Europe’s highest court has ruled that an environmental review is a suitable way to address health concerns about GM soybeans
Here's more detailed coverage of the European Court of Justice decision that we reported on yesterday.
EU environmental challenge to Monsanto soybeans revived
Courthouse News Service, 14 Mar 2018
Reviving a challenge to Monsanto’s marketing of food that contains genetically modified organisms, Europe’s highest court ruled Wednesday that an environmental review is a suitable way to address health concerns.
The German nongovernmental organization TestBioTech brought the review demand in May 2015, about a month after regulators at the European Commission authorized Monsanto’s application to market food, ingredients and animal feed containing genetically modified soybeans.
Setting the stage for such authorization, the European Food Safety Authority determined previously that genetically modified soybeans presented no more concerns than non-genetically modified soybeans with respect to potential effects on human and animal health or on the environment.
TestBioTech meanwhile claimed that it had a basis to intervene under an EU regulation known as the Aarhus Convention, which enables NGOs to participate in the decision-making process in environmental matters.
Among six separate claims, TestBioTech alleged that there was a lack of guidance from the European Food Safety Authority on how genetically modified crops with significantly altered nutritional content affect health. It also claimed that regulators had failed to consider herbicide residues when examining the impact of the consumption of genetically modified food and feed on health.
The European Commission nevertheless declined TestBioTech’s bid for review, saying that while the Aarhus Convention concerns environmental-risk assessment, the claims at issue involve health.

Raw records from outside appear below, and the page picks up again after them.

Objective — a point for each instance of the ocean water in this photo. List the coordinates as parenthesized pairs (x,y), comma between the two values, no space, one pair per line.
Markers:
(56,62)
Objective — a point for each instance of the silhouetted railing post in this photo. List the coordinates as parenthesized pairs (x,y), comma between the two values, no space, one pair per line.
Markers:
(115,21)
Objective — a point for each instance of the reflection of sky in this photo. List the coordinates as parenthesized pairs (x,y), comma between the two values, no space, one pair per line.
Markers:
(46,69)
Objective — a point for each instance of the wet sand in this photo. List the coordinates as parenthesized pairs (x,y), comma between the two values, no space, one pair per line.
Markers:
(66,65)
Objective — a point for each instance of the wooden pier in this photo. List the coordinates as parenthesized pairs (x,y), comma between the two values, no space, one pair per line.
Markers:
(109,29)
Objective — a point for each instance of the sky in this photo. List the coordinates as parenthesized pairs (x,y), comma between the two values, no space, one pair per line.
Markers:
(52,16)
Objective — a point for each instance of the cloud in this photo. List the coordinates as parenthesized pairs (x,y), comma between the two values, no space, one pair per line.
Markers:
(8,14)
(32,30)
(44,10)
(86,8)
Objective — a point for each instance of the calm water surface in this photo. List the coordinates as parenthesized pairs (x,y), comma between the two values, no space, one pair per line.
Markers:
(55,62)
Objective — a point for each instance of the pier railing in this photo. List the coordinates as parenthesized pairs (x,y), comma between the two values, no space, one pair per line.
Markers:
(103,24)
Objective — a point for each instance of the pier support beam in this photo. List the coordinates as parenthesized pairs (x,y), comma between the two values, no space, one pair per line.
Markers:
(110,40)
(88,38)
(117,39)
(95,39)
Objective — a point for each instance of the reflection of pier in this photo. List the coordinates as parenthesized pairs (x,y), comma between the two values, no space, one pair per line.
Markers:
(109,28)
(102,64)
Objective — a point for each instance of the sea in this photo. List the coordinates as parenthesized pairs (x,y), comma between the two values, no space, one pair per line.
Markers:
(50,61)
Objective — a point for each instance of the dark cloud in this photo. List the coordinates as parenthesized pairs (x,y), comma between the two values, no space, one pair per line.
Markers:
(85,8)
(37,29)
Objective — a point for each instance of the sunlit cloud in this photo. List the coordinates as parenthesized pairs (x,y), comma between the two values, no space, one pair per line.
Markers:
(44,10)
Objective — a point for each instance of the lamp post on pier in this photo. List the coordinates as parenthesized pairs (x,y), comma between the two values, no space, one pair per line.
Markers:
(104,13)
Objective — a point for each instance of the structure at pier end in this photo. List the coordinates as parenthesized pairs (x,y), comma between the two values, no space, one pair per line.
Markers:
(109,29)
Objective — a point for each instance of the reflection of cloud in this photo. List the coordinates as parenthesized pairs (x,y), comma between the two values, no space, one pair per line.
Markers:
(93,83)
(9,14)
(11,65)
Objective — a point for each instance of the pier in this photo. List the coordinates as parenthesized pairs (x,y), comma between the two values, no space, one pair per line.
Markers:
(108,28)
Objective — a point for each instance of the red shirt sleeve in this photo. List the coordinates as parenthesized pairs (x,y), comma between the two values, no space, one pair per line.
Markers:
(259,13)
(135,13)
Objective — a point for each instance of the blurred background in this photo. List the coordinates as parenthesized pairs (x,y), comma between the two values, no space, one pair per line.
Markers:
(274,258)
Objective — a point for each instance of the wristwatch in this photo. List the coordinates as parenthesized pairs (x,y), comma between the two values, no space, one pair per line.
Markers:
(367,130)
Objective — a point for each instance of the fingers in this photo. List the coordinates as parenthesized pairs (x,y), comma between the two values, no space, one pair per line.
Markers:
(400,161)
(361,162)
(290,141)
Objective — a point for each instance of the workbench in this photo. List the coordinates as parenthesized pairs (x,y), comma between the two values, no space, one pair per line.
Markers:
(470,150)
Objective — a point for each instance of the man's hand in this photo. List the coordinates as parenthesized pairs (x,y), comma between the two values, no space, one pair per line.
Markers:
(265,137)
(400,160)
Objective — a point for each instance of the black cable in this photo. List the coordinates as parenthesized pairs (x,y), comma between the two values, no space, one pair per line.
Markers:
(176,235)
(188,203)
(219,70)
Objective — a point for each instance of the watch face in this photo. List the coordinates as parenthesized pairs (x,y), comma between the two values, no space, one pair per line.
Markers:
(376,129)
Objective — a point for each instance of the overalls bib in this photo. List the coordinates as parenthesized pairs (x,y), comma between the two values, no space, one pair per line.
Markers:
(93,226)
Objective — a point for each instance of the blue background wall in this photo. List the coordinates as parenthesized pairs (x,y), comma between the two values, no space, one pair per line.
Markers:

TestBioTech also struck out in 2016 at Europe’s General Court, but the European Court of Justice annulled the commission’s decision Wednesday.
Citing EU law that bars the marketing of food and feed that cause adverse effects on human health, animal health or the environment, the Luxembourg-based court emphasized that the genetically modified “soybeans constituted, when being cultivated, elements modified by human intervention that were in interaction with the natural environment.”
“Accordingly, genetic modifications of those elements of the environment were liable to have consequences for their nutritional value or to represent a risk for food safety and constituted therefore matters within the scope of environmental law within the meaning of Regulation No 1367/2006,” the ruling states.
The court also highlighted that the feed “is liable to be consumed by animals that will interact with the environment or will be part of the environment.” “Consequently, those animals themselves constitute elements of the environment and the effects on their nutritional value as a result of the feed concerned or the fact that they may contravene food safety requirements are therefore matters that fall within the scope of environmental law within the meaning of Regulation No 1367/2006,” the ruling states.
The court was not persuaded by an argument from the commission “that the mere fact that the food or feed concerned may have undergone biological or technical processing in their country of origin does not mean that the safety of the products in question has any bearing on the state of the environment.”
Indeed the environmental law at issue, the court emphasized, “is not confined exclusively to the state of the natural environment within the European Union.”
Such an “argument also disregards the fact that the animals which consume the feed concerned are affected by that feed,” the ruling continues.
“In the light of all the foregoing, it must be concluded that the Commission, in finding that the greater part of the complaints raised by the applicant in its request for internal review did not fall within the scope of environmental law, erred in law,” the ruling concludes. “Consequently, the first plea in law must be upheld and the contested decision must be annulled in its entirety, there being no need to examine the applicant’s second plea in law.”